Uma rede cerebral em explosão causa dor crônica?

Uma rede cerebral em explosão causa dor crônica?

Choque Medular - Primeira fase de uma lesão na coluna (Pode 2019).

Anonim

Um novo estudo descobriu que pacientes com fibromialgia têm redes cerebrais prontas para respostas rápidas e globais a pequenas mudanças. Essa hipersensibilidade anormal, chamada de sincronização explosiva (ES), pode ser vista em outros fenômenos da rede em toda a natureza.

Pesquisadores da Universidade de Michigan e da Universidade de Ciência e Tecnologia de Pohang, na Coréia do Sul, relatam evidências de SE no cérebro de pessoas com fibromialgia, uma condição caracterizada por dor crônica generalizada. O artigo, publicado na Scientific Reports, detalha apenas o segundo estudo de ES em dados do cérebro humano.

"Pela primeira vez, esta pesquisa mostra que a hipersensibilidade experimentada por pacientes com dor crônica pode resultar de redes cerebrais hipersensíveis", diz o co-autor sênior Richard Harris, Ph.D., professor associado de anestesiologia na Michigan Medicine with the Chronic Pain e Centro de Pesquisa de Fadiga. "Os sujeitos tinham condições similares a outras redes que passam por uma sincronização explosiva".

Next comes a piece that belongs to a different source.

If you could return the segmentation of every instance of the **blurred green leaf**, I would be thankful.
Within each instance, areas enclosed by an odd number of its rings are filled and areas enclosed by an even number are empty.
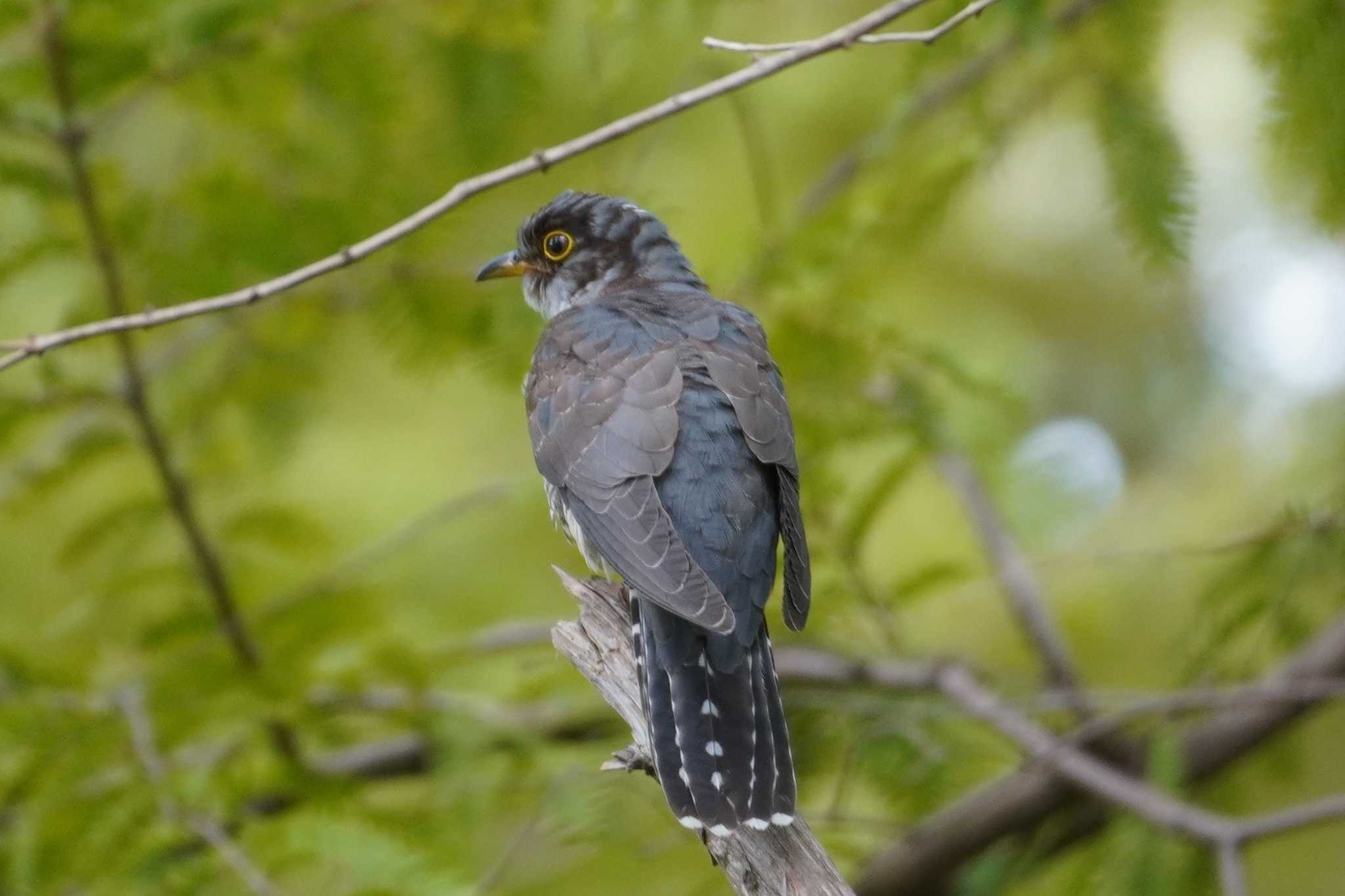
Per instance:
[[[1264,4],[1258,46],[1270,71],[1268,129],[1286,176],[1313,196],[1332,228],[1345,227],[1345,8],[1337,0]]]
[[[1157,98],[1114,79],[1096,109],[1119,223],[1154,262],[1185,261],[1190,175]]]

No ES, um pequeno estímulo pode levar a uma reação sincronizada dramática na rede, como pode acontecer com uma falha na rede elétrica (que rapidamente desliga as coisas) ou uma crise (que rapidamente transforma as coisas). Esse fenômeno foi, até recentemente, estudado em física e não em medicina. Os pesquisadores dizem que é uma avenida promissora para explorar na busca contínua para determinar como uma pessoa desenvolve fibromialgia.

"Ao contrário do processo normal de ligar gradualmente diferentes centros no cérebro após um estímulo, os pacientes com dor crônica têm condições que os predispõem a se unirem de uma maneira abrupta e explosiva", diz o primeiro autor UnCheol Lee, Ph.D. um físico e professor assistente de anestesiologia na Michigan Medicine. Essas condições são semelhantes a outras redes que passam por ES, incluindo redes elétricas, diz Lee.

Achados "eletricamente instáveis"

Os pesquisadores registraram atividade elétrica no cérebro de 10 participantes do sexo feminino com fibromialgia. Resultados de EEG de linha de base mostraram redes cerebrais hipersensíveis e instáveis, diz Harris. Importante, houve uma forte correlação entre o grau de condições de ES e a intensidade autorreferida de dor crônica relatada pelos pacientes no momento do teste de EEG.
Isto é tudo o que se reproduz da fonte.